Illustrative Context
His wore a medal on his chest.
Target Sense
- The part of the human body between the shoulders and the diaphragm/upper belly (as seen from the front side, but also referring to within the rib-cage, not just in front of it — see below).
- Effectively this corresponds to the thorax in medical terminology, but following IE-CoR policy, certainly do not select such technical medical terms. Follow the basic, default register instead, i.e. English chest, definitely not thorax.
- Provide the general term for this part of the body, that can be applied to both males and females, both children and adults. Certainly do not select a lexeme that refers only, or predominantly, to the female breasts. The English lexeme for this target sense is therefore chest (not breast — see also below), in French poitrine (not sein), and in Spanish pecho (not seno). Only if a language has no common term, select the word for male chest.

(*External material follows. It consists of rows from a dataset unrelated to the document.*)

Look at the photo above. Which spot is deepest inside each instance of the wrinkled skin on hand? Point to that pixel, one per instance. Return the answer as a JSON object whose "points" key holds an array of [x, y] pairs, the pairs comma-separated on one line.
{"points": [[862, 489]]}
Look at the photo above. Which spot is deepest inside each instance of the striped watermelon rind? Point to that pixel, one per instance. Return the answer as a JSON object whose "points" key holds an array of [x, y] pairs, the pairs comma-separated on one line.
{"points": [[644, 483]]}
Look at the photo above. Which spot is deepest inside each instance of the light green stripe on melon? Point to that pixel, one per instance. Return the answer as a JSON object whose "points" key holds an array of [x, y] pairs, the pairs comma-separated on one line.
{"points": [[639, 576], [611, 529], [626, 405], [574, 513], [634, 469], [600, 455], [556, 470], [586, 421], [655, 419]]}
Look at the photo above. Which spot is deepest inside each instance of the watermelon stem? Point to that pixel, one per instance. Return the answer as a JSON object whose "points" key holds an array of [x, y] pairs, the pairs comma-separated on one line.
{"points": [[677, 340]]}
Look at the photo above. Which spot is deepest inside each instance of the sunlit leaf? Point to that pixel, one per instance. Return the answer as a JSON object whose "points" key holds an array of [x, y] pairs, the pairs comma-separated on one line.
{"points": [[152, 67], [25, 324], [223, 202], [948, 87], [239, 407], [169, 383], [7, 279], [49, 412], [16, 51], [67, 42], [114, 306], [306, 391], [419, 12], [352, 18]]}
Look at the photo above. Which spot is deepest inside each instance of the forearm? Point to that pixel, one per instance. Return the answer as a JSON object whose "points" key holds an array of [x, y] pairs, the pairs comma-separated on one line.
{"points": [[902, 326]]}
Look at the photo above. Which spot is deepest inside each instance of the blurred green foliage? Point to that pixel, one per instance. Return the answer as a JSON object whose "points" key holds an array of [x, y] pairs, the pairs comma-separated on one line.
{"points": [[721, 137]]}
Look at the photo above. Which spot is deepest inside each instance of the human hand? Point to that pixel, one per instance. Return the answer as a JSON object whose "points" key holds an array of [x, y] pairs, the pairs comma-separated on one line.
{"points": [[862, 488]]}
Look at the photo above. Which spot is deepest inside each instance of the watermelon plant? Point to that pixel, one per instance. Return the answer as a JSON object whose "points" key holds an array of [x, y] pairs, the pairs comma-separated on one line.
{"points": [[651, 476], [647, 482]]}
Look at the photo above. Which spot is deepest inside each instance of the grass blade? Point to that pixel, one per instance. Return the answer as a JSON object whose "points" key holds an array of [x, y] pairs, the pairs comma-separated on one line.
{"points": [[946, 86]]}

- Also avoid figurative uses, senses such as English bosom, and euphemistic ones.
- The term selected should be general also in being able to refer to the part of the body within the rib cage, not just in front of it. Again, breast is thus not the right lexeme in English, since it refers primarily to the part of the body in front of the rib cage, whereas the correct chest can indeed refer to inside the rib cage too, as in a chest infection. Likewise in French, the correct word poitrine is used in, for example, angine de poitrine.
- The need for a general term also means that lexemes that apply only to inside the ribs, such as rib cage or lungs, are also to be avoided.
- Do not be confused by the potential ambiguities in English, which has both a common chest word, as well as another term breast. They are only part-synonmous, in that breast can be applied to males or females, but is also ambiguous, because in context it can also have the specific sense of the female breast, and indeed can be used in the plural. Modern usage is tending towards chest as the more general term. In this general sense, breast is becoming dated for many speakers. It remains in some fixed collocations (e.g. breast stroke in swimming), but otherwise is increasingly reserved as specific to females. (It would sound odd to say he was punched in the breast, for example. And while both sexes can suffer chest pain, the expression breast pain would normally be taken as referring to a woman only.)